1. Introduction – Overview of the use of primates in research and testing in the EU
The SCHER opinion states:
3.1.The areas of research (fundamental, translational and applied) and testing of products and devices in which non-human primates are used today
3.1.1.Overview on the use of NHPs in research and testing
Toxicity testing of pharmaceuticals in NHPs, under certain circumstances, represents an important part of the safety assessment of new low and high molecular weight pharmaceutical compounds and the use of NHPs in neurosciences and infectious disease research has generation important new insights into brain function and prevention of infectious diseases in humans. More than 100,000 non-human primates (NHPs) are used annually (Hau and Schapiro, 2006; Pieters, 2007) for biomedical research worldwide, with the USA, Japan and Europe as the main users. In 2005, the use of NHPs in the EU was 10,451 animals, representing 0.09% of the total (primate and non-primate) number of animals used (EC, 2007). Both the percentage and the absolute numbers have not substantially changed since 1999 (European Commission, 1999, 2003, 2005).

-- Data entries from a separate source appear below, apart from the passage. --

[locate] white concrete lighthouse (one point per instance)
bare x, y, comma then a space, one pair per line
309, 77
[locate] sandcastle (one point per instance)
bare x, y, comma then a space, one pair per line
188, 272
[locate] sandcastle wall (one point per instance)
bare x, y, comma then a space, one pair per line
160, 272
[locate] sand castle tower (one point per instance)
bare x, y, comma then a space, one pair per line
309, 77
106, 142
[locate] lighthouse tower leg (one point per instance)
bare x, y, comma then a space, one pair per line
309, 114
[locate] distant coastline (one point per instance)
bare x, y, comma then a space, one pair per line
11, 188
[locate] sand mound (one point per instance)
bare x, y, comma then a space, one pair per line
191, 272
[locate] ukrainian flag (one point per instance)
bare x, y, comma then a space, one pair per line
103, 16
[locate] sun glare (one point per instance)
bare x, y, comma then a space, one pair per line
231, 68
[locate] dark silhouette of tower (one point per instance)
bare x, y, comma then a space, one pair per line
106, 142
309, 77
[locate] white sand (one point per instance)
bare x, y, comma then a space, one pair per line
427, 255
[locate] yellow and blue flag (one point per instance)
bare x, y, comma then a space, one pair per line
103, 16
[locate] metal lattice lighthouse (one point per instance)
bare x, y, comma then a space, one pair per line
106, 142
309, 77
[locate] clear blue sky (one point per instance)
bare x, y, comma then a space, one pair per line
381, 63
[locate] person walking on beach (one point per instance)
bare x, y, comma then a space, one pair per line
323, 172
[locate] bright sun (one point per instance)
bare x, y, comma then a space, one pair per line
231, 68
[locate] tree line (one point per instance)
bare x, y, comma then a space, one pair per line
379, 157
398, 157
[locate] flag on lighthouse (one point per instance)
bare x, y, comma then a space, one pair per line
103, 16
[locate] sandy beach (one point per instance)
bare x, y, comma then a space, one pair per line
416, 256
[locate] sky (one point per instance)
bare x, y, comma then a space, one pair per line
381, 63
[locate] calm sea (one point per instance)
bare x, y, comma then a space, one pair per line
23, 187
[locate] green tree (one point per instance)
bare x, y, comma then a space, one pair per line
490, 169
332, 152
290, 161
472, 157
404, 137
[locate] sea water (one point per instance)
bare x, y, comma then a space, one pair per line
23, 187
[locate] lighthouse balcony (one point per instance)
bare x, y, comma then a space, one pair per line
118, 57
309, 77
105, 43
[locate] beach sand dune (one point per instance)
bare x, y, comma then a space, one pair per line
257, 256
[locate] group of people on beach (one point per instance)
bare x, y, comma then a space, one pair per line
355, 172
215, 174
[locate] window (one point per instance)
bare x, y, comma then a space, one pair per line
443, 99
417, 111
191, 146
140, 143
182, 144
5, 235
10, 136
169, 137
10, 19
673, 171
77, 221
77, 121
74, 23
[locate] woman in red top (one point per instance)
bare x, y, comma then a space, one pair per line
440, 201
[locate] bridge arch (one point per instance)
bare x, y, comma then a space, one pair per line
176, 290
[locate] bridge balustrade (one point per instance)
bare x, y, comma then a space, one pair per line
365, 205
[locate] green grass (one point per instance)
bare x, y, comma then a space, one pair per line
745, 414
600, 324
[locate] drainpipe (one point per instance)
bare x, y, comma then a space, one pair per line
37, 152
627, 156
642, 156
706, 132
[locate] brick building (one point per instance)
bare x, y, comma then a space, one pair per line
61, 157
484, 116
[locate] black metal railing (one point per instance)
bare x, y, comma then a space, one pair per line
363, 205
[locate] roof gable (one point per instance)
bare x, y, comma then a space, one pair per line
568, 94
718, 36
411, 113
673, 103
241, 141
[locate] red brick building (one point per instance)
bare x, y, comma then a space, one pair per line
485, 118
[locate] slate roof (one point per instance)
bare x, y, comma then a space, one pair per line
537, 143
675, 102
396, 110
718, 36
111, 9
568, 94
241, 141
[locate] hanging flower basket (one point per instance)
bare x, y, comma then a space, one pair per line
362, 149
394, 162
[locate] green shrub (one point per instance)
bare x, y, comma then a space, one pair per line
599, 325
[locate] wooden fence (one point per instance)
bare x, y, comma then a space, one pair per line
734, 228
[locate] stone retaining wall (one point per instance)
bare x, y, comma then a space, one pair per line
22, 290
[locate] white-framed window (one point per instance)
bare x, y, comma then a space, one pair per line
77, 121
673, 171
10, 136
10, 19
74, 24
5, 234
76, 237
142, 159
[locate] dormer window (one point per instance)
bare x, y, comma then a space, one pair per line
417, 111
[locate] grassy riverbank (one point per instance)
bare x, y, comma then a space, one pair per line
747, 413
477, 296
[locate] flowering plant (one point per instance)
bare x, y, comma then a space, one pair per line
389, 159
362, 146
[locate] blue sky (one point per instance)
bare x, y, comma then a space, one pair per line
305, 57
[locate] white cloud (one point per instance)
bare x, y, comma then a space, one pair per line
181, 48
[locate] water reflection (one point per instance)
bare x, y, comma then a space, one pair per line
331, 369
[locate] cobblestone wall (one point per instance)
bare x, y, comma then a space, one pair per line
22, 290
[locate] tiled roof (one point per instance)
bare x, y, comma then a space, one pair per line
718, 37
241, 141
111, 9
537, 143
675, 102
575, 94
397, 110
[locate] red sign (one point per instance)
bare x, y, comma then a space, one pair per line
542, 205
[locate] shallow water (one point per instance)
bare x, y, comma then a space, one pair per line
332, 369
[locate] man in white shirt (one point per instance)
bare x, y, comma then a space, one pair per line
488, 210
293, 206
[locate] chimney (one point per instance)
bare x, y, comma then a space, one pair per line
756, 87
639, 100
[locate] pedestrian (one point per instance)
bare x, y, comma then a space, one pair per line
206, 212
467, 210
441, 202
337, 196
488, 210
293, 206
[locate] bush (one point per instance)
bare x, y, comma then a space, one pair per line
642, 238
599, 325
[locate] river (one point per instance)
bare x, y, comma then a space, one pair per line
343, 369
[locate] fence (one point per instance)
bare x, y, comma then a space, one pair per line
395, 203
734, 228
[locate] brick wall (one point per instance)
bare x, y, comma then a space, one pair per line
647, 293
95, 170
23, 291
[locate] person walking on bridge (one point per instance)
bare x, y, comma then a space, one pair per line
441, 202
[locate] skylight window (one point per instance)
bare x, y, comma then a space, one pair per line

Nearly 100% of New World (NW) primates (e.g. marmosets) used for experimentation are captive bred and have been for sometime, in some cases are at F 4/5 generation. However, for Old World (OW) primates, the figure is around 95% and most of these are F1s (i.e. the offspring between wild-caught captive F0; F2 are offspring of F1 x F1 - long term captive but both F1 and F2 can be considered to be ‘purpose bred’) * [*There is no definition of which generation (F1 or F2) is to be considered as ‘purpose bred’ in either Directive 86/609/EEC or in the EFSA report 2005, and much confusion has arisen because of this. Both F1 and F2 are not born or raised in the wild, but F1s have wild caught parents.]. The majority of these animals are not bred in the EU, but in China, Indonesia, Vietnam, Cambodia, the Philippines, and Mauritius. It is still common practice in some breeding establishments to replace breeding stock with wild-caught animals to avoid in-breeding, and one way to reduce this dependence on wild caught animals is to use the F1 generation for future breeding stock and not for research. Alternatively, to avoid inbreeding, breeding establishments could first consider an exchange of F0 males in a similar way to zoos. Regardless, it is likely to take a considerable time before sufficient F2 generation animals are available to meet research needs (EFSA 2005; FELASA, 2006).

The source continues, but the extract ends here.